Step forwards Jun Märkl, whose tenure as music director at the Orchestre National de Lyon – which yielded a fine set of Debussy recordings for Naxos – was acknowledged in 2012 when he was awarded the Chevalier de l’Ordre des Arts et des Lettres by the French Ministry of Culture. Here he does the honours with the Orchestre National de Lille in splendid accounts.
Hercules appears in two of the symphonic poems, and so a photo of Giambologna’s marble sculpture Hercules Slaying the Centaur features on the disc’s cover. In La jeunesse d’Hercule (‘The Youth of Hercules’), our hero is torn between virtue and pleasure, rejecting the latter but only after a bacchanale (tame by comparison with that from Saint-Saëns’s opera Samson et Dalila). Märkl is steadier than Järvi here but the Lille strings offer virginal piety. Woodwinds whirr and chatter garrulously in Le rouet d’Omphale (‘Omphale’s Spinning Wheel’), even if Dutoit’s strings are clothed in more Mendelssohnian gossamer.

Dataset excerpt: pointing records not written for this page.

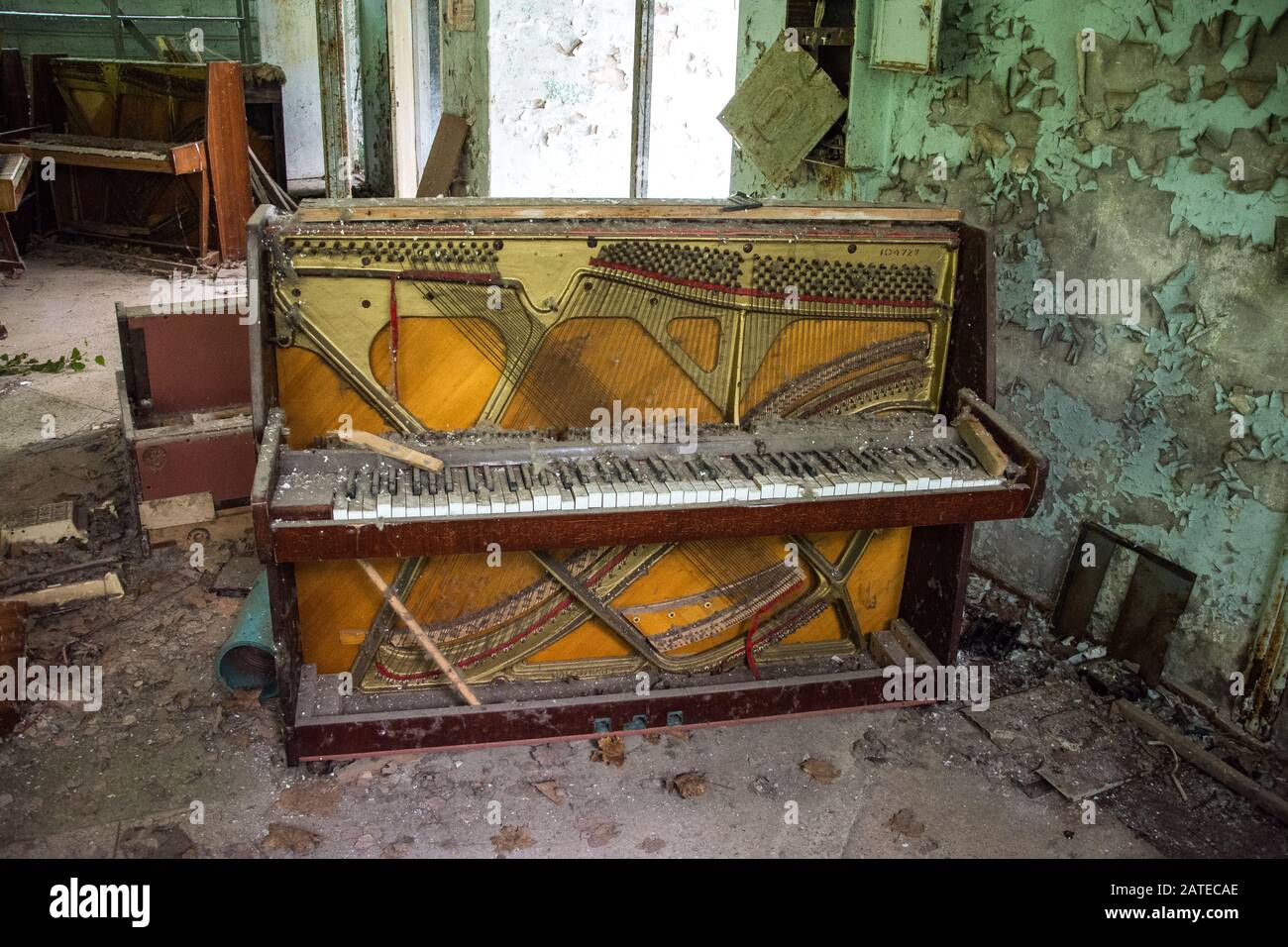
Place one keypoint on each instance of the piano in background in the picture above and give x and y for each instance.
(812, 527)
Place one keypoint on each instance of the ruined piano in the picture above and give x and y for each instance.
(698, 464)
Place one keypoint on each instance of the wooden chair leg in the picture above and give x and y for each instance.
(11, 260)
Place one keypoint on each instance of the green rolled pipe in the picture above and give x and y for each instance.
(246, 660)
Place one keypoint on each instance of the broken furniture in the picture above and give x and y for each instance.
(184, 393)
(14, 174)
(745, 586)
(155, 154)
(1122, 595)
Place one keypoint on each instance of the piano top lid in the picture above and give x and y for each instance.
(509, 209)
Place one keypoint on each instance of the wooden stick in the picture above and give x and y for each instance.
(1210, 764)
(982, 445)
(419, 633)
(390, 450)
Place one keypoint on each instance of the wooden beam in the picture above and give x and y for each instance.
(402, 95)
(226, 154)
(1219, 770)
(14, 174)
(445, 157)
(338, 158)
(643, 97)
(408, 620)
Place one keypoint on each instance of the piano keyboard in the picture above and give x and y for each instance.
(565, 478)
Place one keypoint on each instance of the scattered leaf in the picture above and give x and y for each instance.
(601, 834)
(552, 791)
(398, 848)
(905, 822)
(610, 750)
(820, 770)
(511, 839)
(283, 838)
(690, 785)
(310, 797)
(652, 844)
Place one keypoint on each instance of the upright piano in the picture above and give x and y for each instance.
(697, 464)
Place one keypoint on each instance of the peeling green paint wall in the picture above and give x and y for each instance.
(1113, 162)
(464, 64)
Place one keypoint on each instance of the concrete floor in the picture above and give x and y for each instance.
(128, 780)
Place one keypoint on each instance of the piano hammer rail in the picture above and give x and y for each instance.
(294, 510)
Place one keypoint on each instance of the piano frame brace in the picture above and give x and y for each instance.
(320, 723)
(325, 728)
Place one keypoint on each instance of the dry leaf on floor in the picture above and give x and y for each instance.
(283, 838)
(243, 699)
(310, 797)
(511, 838)
(823, 771)
(905, 822)
(552, 791)
(610, 750)
(652, 844)
(601, 834)
(690, 785)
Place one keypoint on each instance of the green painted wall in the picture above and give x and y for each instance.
(1113, 163)
(99, 38)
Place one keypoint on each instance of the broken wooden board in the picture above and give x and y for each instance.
(1070, 746)
(227, 526)
(14, 174)
(107, 586)
(982, 445)
(782, 111)
(176, 510)
(445, 155)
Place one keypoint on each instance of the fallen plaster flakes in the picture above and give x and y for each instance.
(1205, 202)
(1263, 419)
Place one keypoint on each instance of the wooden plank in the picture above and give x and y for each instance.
(391, 450)
(227, 158)
(47, 103)
(402, 95)
(188, 158)
(982, 445)
(1218, 770)
(445, 155)
(14, 174)
(176, 510)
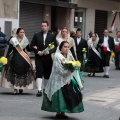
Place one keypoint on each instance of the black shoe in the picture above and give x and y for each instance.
(104, 76)
(39, 94)
(93, 74)
(20, 91)
(89, 74)
(63, 116)
(116, 68)
(15, 92)
(58, 116)
(107, 76)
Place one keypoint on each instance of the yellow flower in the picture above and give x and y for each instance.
(74, 64)
(84, 50)
(70, 62)
(51, 47)
(3, 60)
(78, 64)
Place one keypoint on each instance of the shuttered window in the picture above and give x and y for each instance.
(100, 21)
(31, 16)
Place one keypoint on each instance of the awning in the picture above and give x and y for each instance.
(53, 3)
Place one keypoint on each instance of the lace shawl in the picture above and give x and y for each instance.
(59, 76)
(23, 43)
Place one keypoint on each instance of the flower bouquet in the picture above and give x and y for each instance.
(50, 46)
(113, 56)
(84, 52)
(72, 65)
(3, 61)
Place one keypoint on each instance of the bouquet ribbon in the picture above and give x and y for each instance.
(77, 79)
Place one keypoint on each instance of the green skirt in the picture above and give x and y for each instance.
(58, 104)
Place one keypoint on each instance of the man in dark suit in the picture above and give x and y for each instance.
(43, 60)
(106, 45)
(117, 51)
(80, 44)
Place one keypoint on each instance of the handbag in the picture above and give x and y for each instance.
(104, 49)
(71, 93)
(118, 47)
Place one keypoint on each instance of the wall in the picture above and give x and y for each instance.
(91, 6)
(9, 13)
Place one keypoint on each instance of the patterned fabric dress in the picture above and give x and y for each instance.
(17, 74)
(54, 100)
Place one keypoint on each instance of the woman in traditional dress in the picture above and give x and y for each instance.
(57, 97)
(18, 73)
(94, 62)
(64, 35)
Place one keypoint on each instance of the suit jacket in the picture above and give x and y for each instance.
(79, 47)
(110, 43)
(39, 42)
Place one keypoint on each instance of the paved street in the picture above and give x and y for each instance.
(101, 101)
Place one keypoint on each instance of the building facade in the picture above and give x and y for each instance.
(95, 15)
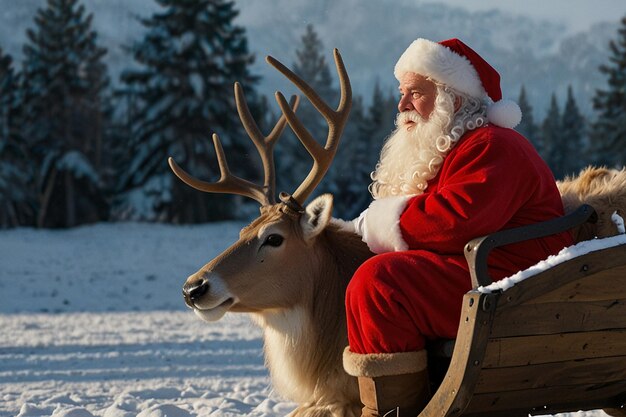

There is no mention of the soloist taking on the role of skeletal fiddler in the Danse macabre, though it is presumably Fernand Iaciu, long-standing leader since 1984, who cuts an elegant balance between demonic aggression and sweetness. The xylophone rattle and col legno strings are devilishly good.
My favourite of the four is Phaéton. Desperate to prove he descends from the sun god Helios, he begs to be allowed to drive his chariot across the sky, with disastrous consequences. Märkl is fleet-footed, with delicate lightness to the harp and strings after the brassy introduction, woodwinds chattering vividly as the wild horses gallop away. Naxos’s detailed recording clearly catches the timpani rumble in the descending string figures (from 4'06") and there’s a strong climax as Zeus’s thunderbolt strikes Phaéton down, leading to his burial by mourning nymphs.
Järvi’s fillers are more generous (77 minutes versus Naxos’s 55) and more attractive, including the Samson et Dalila Bacchanale and the ‘Marche militaire française’ from the Suite algérienne. Märkl opts for the plucky Marche héroïque, a symbol of resistance during the Siege of Paris, and the elegant but calorific mock-baroquery of the Sarabande and Rigaudon.